Government and key players continue to operate in silos with non existent collaborative strategies to move towards harmonised technological objectives. Private players continue to achieve unscalable heights for private benefit at the expense of nationally beneficial government initiatives. Forums and platforms must be created for possible infrastructure sharing,  rollout of government e-commerce programme as well as progressive tech implementation like migration towards 5G connectivity. There could also be considerations in the government tech departments to have secondments of private player staff  just like in other sectors of the economy like health and development where private players second technical staff to public institutions to strengthen and improve existing systems.

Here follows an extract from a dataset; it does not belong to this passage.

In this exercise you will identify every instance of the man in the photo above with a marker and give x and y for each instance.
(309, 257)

  1. Increase financial support by central government

The allocation of resources for ICT infrastructure improvement cannot go unmentioned. Technology continues to stimulate economic growth the world over with some of the biggest revenue generating companies the world like Meta, AWS and Alibaba having their models hinged around technology investment. The allocation of resources for ICT from the national fiscus must be meaningful as Zimbabwe is already lagging behind technologically. A paltry ZWL $8 billion ($89 million) in 2021 to target rollout of optic fibre network, digital television services and online public services by citizens is insignificant we are to build a digital economy and move with the inevitable trends to be competitive globally.